Amak sedari tadi sibuk meniup api supaya menyala di tungku. Namun, sudah hampir lima belas menit api tidak juga mau menyala. Ini disebabkan karena amak Cuma menggunakan daun-daun kering. Persediaan kayu sudah habis. Amak juga lupa menyuruh Rajo mencapai kayu bakar ke hutan. Amak bisa saja pergi mencari kayu ke hutan karena sudah biasa, namun masakan belum ada satu pun yang matang. Kalau Amak pergi ke hutan dulu, waktu akan habis banyak. Hari semakin tinggi. Persediaan daun kelapa dan sabuk kelapa juga habis. Biasa nya tidak ada kayu dengan daun kelapa yang kering dan sabuk kelapa api sudah bisa di nyalakan.
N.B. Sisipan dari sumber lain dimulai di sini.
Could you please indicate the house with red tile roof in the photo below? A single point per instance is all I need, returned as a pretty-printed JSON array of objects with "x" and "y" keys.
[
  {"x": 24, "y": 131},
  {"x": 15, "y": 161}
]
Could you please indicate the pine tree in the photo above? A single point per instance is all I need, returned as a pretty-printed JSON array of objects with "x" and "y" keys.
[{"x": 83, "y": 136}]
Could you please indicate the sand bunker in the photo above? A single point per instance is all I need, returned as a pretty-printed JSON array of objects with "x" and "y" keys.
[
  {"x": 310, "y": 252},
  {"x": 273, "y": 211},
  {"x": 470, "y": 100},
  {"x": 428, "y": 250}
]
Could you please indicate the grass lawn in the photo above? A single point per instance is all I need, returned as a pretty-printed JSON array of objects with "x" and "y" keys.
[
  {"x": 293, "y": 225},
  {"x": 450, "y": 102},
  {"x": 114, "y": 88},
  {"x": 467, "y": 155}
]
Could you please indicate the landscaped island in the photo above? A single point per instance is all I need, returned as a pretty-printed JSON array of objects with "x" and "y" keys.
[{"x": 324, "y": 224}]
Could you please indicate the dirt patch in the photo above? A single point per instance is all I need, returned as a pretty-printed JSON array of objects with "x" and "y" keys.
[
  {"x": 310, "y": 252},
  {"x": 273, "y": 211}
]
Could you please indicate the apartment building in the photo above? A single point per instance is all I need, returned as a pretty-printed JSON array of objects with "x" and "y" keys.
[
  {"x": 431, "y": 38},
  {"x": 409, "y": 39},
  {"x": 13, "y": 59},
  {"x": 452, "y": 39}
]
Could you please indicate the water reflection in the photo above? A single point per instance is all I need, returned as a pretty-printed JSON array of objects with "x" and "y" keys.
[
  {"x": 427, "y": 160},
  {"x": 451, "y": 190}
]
“Amak, kenapa banyak sekali asap nya?”

Tiba-tiba Shasi datang dan mendekat kepada Amak sambil menghalau asap yang menghalangi matanya dan membuat mata Shasi perih dan berair.

“Iya, Nak. Kayu bakar kita sudah habis. Amak pakai daun-daun kering saja, tapi api nya tidak mau hidup dan kecil sekali.” Amak menghentikan kegiatan meniup saluang nya.

“Yaudah, kita cari ke hutan aja, Mak.” Shasi memberikan saran. Shasi pernah diajak Amak ke hutan untuk mencari kayu bakar. Dan pekerjaan tersebut sangat di sukai oleh Shasi karena dirinya langsung bersentuhan dengan alam. Sepanjang mata memandang, kayu-kayu, pohon-pohon. Dedaunan yang hijau memanjakan matanya.

“Amak mau saja pergi ke hutan sekarang. Tetapi masakan kita belum ada yang matang satu pun. Amak takut kalau kita kesana, nanti Abak sama Rajo keburu pulang dari ladang. Makanan belum juga terhidang. Amak juga lupa kalau persediaan kayu bakar kita sudah habis. Namanya juga sudah tua, Nak.” Amak tersenyum di akhir kalimatnya. Lalu, kembali meniup Api yang menyala sedikit dan kecil. Kabut asapnya semakin menjadi.

“ Kalau begitu, biar Shasi saja yang mencari kayu bakar nya ke hutan, Mak,” Shasi mengusulkan dirinya. Shasi merasa kasihan melihat Amak yang sibuk bekerja dan tidak berhenti sedari tadi. Amak juga sudah tua. Sedangkan dirinya masih muda jadi tenaga nya masih kuat. Shasi juga tidak enak kalau tidak membantu Amak. Lagian hatinya juga senang melakukan pekerjaan tersebut.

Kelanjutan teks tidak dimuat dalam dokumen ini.